PEKANBARU - Kepala Dinas Perkebunan (Disbun) Provinsi Riau, Muhibul Basyar membantah keras jika pembangunan perkebunan kepala sawit yang dilakukan oleh masyarakat Riau menyebabkan kegundulan hutan. Namun, pihaknya tidak menyangkal bahwa belasan tahun belakangan ini ada praktik-praktik pembangunan hutan oleh oknum tertentu yang menyalahi aturan dan harus berurusan dengan hukum.

"Komoditi perkebunan kelapa sawit kita dianggap merusak lingkungan, karena di Riau ada yang salah dengan pola pembukaan lahan yang dilakukan sekarang.

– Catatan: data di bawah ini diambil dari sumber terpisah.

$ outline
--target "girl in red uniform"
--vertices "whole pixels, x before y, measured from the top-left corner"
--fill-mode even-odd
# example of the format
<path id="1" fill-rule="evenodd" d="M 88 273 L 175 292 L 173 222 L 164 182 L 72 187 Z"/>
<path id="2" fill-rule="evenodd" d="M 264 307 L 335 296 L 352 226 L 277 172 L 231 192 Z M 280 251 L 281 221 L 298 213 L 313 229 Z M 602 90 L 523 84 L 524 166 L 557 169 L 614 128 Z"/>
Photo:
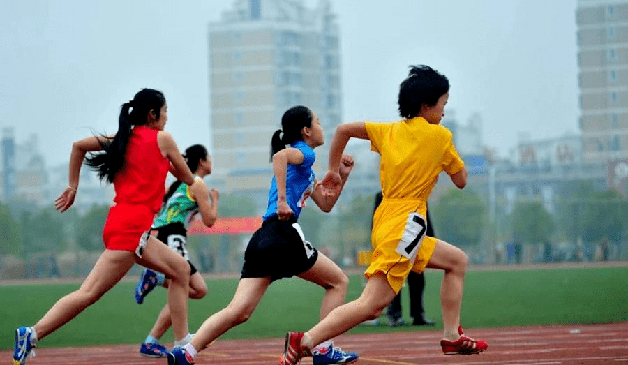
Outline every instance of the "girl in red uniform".
<path id="1" fill-rule="evenodd" d="M 115 188 L 116 204 L 109 211 L 103 232 L 105 249 L 77 290 L 60 299 L 34 326 L 16 329 L 15 365 L 25 364 L 38 340 L 98 301 L 136 262 L 171 279 L 168 304 L 174 338 L 181 345 L 189 341 L 190 266 L 181 255 L 149 234 L 161 207 L 168 171 L 188 185 L 194 182 L 172 135 L 163 131 L 167 119 L 163 94 L 144 89 L 122 105 L 115 135 L 89 137 L 72 144 L 69 184 L 55 200 L 54 207 L 63 212 L 74 202 L 84 159 L 101 179 L 112 183 Z"/>

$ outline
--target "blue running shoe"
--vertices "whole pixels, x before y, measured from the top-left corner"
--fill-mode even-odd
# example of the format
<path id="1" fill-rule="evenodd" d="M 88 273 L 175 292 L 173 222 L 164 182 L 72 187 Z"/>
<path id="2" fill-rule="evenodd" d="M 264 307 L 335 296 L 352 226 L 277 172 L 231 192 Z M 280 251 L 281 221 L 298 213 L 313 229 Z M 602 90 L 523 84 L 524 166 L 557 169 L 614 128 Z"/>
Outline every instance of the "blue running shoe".
<path id="1" fill-rule="evenodd" d="M 31 327 L 21 327 L 15 330 L 15 349 L 13 350 L 13 365 L 24 365 L 29 353 L 35 347 L 35 336 Z M 36 341 L 36 340 L 35 340 Z M 31 356 L 35 355 L 33 351 Z"/>
<path id="2" fill-rule="evenodd" d="M 331 365 L 332 364 L 352 364 L 357 361 L 358 355 L 353 352 L 345 352 L 334 345 L 329 348 L 316 349 L 312 352 L 312 362 L 314 365 Z"/>
<path id="3" fill-rule="evenodd" d="M 193 361 L 183 348 L 174 348 L 168 354 L 168 365 L 194 365 Z"/>
<path id="4" fill-rule="evenodd" d="M 157 273 L 149 269 L 142 271 L 142 277 L 135 285 L 135 301 L 138 304 L 144 303 L 144 297 L 157 286 Z"/>
<path id="5" fill-rule="evenodd" d="M 156 342 L 142 343 L 140 348 L 140 355 L 147 357 L 165 357 L 169 353 L 165 347 Z"/>

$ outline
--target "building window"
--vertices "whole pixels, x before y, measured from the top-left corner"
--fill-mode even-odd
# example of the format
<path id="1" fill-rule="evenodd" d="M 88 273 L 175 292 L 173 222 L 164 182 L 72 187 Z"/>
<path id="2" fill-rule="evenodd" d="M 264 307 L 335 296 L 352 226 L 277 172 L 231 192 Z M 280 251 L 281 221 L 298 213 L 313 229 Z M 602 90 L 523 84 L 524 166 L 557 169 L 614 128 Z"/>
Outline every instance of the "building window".
<path id="1" fill-rule="evenodd" d="M 609 5 L 608 8 L 606 8 L 606 14 L 608 15 L 608 19 L 614 19 L 615 18 L 615 6 L 612 5 Z"/>
<path id="2" fill-rule="evenodd" d="M 611 151 L 619 151 L 621 146 L 620 145 L 619 136 L 615 135 L 608 143 L 608 149 Z"/>
<path id="3" fill-rule="evenodd" d="M 262 14 L 262 4 L 260 0 L 248 0 L 248 5 L 251 6 L 251 18 L 260 19 Z"/>
<path id="4" fill-rule="evenodd" d="M 611 48 L 608 50 L 608 61 L 616 61 L 617 60 L 617 54 L 615 52 L 615 48 Z"/>
<path id="5" fill-rule="evenodd" d="M 608 39 L 611 40 L 615 39 L 615 27 L 608 27 Z"/>
<path id="6" fill-rule="evenodd" d="M 238 165 L 244 165 L 246 163 L 246 154 L 238 154 L 236 155 L 236 163 Z"/>
<path id="7" fill-rule="evenodd" d="M 236 112 L 234 113 L 234 119 L 235 119 L 236 126 L 241 126 L 244 122 L 244 116 L 242 112 Z"/>

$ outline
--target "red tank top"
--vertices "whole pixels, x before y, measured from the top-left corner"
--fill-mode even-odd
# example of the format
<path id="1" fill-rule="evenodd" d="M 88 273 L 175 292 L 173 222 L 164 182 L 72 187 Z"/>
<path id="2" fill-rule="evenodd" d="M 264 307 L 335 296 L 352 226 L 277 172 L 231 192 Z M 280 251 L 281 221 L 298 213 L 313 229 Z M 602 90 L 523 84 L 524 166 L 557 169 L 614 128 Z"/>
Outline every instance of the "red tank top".
<path id="1" fill-rule="evenodd" d="M 156 129 L 135 126 L 126 145 L 122 168 L 116 173 L 116 204 L 142 205 L 153 214 L 161 207 L 170 162 L 157 144 Z"/>

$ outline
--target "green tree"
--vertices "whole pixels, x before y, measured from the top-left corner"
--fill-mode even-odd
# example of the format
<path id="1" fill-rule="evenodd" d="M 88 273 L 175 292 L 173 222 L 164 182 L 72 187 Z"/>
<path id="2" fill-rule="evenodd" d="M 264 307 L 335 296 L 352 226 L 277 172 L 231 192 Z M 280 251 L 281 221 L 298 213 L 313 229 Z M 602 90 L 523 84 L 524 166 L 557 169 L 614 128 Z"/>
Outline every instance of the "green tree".
<path id="1" fill-rule="evenodd" d="M 108 204 L 95 204 L 79 219 L 77 246 L 87 251 L 100 251 L 103 248 L 103 228 L 109 209 Z"/>
<path id="2" fill-rule="evenodd" d="M 0 254 L 17 253 L 21 242 L 20 225 L 13 218 L 9 207 L 0 203 Z"/>
<path id="3" fill-rule="evenodd" d="M 554 232 L 551 215 L 539 202 L 519 202 L 511 214 L 516 240 L 536 244 L 546 241 Z"/>
<path id="4" fill-rule="evenodd" d="M 429 204 L 438 238 L 456 246 L 474 246 L 481 240 L 486 207 L 472 190 L 451 189 Z"/>
<path id="5" fill-rule="evenodd" d="M 220 217 L 251 216 L 256 213 L 255 204 L 245 194 L 220 195 L 218 201 Z"/>
<path id="6" fill-rule="evenodd" d="M 628 228 L 626 214 L 628 200 L 614 191 L 593 195 L 581 201 L 583 206 L 583 239 L 597 242 L 604 235 L 611 241 L 618 241 L 623 231 Z"/>
<path id="7" fill-rule="evenodd" d="M 20 219 L 24 252 L 59 252 L 65 247 L 61 220 L 52 208 L 22 213 Z"/>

Berbeda dengan yang dilakukan masyarakat terdahulu yang justru paham kearifan lokal," ungkap Muhibul saat menjadi narasumber utama dalam workshop jurnalis bertema Meliput Isu Perburuhan dan Buruh Perkebunan yang ditaja oleh Aliansi Jurnalis Indepeden (AJI)-FNV di Hotel Grand Central Pekanbaru, Sabtu (24/9/2016).

Menurutnya, praktik pembangunan perkebunan di Riau sudah dimulai sejak Indonesia belum merdeka. Mulai dari perkebunan karet, kelapa sawit dan kelapa bulat secara kearifan lokal dibangun tanpa menimbulkan kebakaran.

"Nenek moyang kita tahu betul bagaimana cara membuka lahan sawit yang benar. Mereka membakar tapi memilih tempat yang sesuai dan tidak menimbulkan asap seperti yang terjadi saat ini. Untuk itu, kami meminta bantuan penegak hukum untuk menutaskan pihak-pihak yang menyalahi hukum," tegasnya.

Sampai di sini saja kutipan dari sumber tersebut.